Clarity: The paper is well written.

Relation to Prior Work: The relation to prior work is clear, but the authors offer no substantial discussion of the impact of this novelty other than mentioning that robotic assistants navigating in the real world would benefit from this algorithm. At the same time, the majority of the results are from the competition and the relevant datasets, while the results from implementing it in the real world are only mentioned in passing. In my view, if the end goal is real world navigation, then ideally we would expect a more thorough evaluation of the progress made by this work compared to previous work, what still remains unsolved, and what should be the next area to focus on in order to overcome these limitations. It would also be interesting to know what the views of the authors are regarding the limitations, if any, originating from using pre-trained segmentation and classification components.

Reproducibility: Yes

Additional Feedback: Even though the results on the two datasets are currently NOT reproducible because the selected scenes for training and testing are not mentioned, I consider the competition entry good-enough for responding "yes" to the reproducibility question above. I strongly believe the information about the specific scenes should be provided by the authors. ---POST-REBUTTAL--- This has been satisfactorily addressed by the authors. I am very enthusiastic about object-level semantics and the approach taken by the authors, and I do think that they clearly illustrate that they found an efficient way to solve object goal navigation in realistic looking environments. On the other hand, it seems that all empirical work, and its presentation, is focused on solving the CVPR 2020 Habitat Object Goal Navigation Challenge and only illustrating its robustness to the real world in a short section without much analysis or discussion.

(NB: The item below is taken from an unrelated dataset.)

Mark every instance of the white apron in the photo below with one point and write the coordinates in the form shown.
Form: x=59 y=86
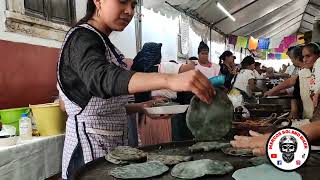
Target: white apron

I am not very familiar with this area of research, so I cannot suggest specific analysis that the authors can undertake, but the paper’s value for the community would significantly increase by such an informative analysis - beyond simply benchmarking against baselines - that shows 1) how difficult the problem is and 2) how much progress we can make with this method. One way in which the paper could be improved is by providing more varied examples of environments it can effectively navigate in, to illustrate a wide applicability. Another is by focusing on a particular application in the real world, in order to illustrate that the proposed model should be widely used from sim2real transfer for navigation tasks. Overall, the paper seems to present a very promising model, but the results and analysis are somewhat premature. ---POST-REBUTTAL--- Most of my concerns have been addressed. ---POST-REBUTTAL--- Continued last point in "Correctness" section above: I am happy with the authors' response about the segmentation possibly not being the best way to assess whether the model has learned semantic priors. Still, their response has not helped me see how the original statement in the abstract is correct - and I hence advice to make the statement less strong regarding the efficiency of exploration (the challenge is far from solved).